Die Verantwortlichen bei Westfalia Anholt haben viele Punkte auf ihrer ToDo-Liste. Einer davon war die Errichtung einer Bouleanlage. Der Punkt kann nun von der Liste gestrichen werden, die Anlage wurde am vergangenen Sonntag (30.8.) ganz offiziell eröffnet.
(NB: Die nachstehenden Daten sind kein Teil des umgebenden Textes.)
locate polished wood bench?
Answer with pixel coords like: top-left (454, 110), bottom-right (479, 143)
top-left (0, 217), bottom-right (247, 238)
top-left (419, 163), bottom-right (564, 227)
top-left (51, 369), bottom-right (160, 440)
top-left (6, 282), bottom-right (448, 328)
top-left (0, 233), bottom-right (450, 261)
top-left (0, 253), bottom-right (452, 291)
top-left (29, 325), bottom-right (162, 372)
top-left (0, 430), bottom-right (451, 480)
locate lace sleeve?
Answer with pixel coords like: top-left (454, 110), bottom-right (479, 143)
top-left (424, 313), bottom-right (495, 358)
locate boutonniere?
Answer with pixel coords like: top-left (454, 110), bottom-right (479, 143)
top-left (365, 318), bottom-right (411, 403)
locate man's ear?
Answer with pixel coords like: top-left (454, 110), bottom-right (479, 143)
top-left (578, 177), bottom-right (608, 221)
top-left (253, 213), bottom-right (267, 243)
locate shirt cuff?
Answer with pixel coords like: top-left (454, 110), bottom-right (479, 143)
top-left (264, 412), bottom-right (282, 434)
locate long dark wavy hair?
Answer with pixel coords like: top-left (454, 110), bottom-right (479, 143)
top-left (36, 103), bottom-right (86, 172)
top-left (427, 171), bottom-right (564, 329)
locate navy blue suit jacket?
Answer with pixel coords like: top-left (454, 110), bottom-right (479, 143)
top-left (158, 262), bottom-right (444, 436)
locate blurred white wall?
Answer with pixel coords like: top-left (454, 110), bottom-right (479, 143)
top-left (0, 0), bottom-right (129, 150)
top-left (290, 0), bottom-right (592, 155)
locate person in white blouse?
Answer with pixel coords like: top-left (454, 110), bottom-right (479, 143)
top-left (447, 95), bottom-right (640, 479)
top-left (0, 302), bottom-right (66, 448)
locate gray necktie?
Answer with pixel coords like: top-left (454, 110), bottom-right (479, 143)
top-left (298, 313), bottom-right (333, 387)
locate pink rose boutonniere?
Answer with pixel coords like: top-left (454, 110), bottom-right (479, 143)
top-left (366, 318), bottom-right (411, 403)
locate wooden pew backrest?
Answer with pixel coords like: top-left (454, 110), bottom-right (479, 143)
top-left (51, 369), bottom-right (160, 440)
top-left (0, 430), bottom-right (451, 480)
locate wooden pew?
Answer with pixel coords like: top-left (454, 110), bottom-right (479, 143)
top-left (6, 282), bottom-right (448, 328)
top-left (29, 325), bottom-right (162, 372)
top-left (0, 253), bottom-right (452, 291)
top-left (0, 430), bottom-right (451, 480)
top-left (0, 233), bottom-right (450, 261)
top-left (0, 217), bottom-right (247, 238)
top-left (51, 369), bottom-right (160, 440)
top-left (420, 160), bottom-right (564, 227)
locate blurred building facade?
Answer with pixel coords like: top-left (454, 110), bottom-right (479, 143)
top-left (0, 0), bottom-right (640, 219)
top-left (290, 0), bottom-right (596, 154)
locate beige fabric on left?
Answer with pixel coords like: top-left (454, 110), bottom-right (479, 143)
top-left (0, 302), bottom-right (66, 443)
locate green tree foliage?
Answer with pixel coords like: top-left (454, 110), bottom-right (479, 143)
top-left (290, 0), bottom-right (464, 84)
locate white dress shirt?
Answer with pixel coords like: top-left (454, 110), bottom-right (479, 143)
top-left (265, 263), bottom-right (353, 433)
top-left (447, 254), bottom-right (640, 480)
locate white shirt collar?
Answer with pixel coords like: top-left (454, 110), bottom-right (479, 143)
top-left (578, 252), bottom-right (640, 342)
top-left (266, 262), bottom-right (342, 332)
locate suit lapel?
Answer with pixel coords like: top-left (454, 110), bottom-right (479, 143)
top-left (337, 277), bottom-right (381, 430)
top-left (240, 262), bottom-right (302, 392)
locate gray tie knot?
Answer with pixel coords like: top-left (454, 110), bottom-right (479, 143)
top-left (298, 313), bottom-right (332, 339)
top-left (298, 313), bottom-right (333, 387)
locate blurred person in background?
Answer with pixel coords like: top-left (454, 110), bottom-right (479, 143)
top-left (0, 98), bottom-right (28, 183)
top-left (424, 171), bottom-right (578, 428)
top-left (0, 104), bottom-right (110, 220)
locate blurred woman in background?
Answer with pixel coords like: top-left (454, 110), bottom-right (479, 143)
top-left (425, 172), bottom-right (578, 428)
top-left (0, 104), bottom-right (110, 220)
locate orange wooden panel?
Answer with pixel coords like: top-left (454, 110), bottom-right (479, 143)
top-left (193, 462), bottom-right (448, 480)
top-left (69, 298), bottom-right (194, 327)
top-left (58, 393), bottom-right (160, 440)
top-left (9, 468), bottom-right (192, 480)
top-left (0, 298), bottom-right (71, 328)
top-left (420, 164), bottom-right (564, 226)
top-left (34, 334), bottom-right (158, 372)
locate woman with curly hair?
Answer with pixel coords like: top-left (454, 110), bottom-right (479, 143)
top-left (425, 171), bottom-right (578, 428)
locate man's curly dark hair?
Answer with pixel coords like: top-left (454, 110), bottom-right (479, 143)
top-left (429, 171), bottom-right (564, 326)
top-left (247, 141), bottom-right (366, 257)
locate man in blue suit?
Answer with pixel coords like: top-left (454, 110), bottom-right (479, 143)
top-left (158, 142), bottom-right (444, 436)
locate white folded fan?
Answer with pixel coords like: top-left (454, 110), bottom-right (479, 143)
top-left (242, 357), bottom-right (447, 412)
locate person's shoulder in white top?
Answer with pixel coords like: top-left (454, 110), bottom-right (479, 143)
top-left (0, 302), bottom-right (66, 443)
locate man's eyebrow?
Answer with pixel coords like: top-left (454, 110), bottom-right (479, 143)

Bei einer vor einiger Zeit durchgeführten Mitgliederbefragung, was man sich denn im Verein außer Fußball noch wünscht, waren darten und boulen die häufigsten Antworten. Genau in der Reihenfolge wurden die Wünsche der Mitglieder nun erfüllt. Am vergangenen Sonntag (30.8.) war ab Mittag Hochbetrieb auf und neben dem grünen Rasen am Pannebecker. Es gab den Senioren- und Veteranentag, die 2. Mannschaft fertigte den Gast aus Brünen mit einem deutlichen 6:0 ab, die 1. Mannschaft siegte gegen Alemannia Pfalzdorf 3:2 und die fertige Boule-Anlage wurde offiziell eröffnet. Und auch das Wetter zeigte sich von einer guten Seite.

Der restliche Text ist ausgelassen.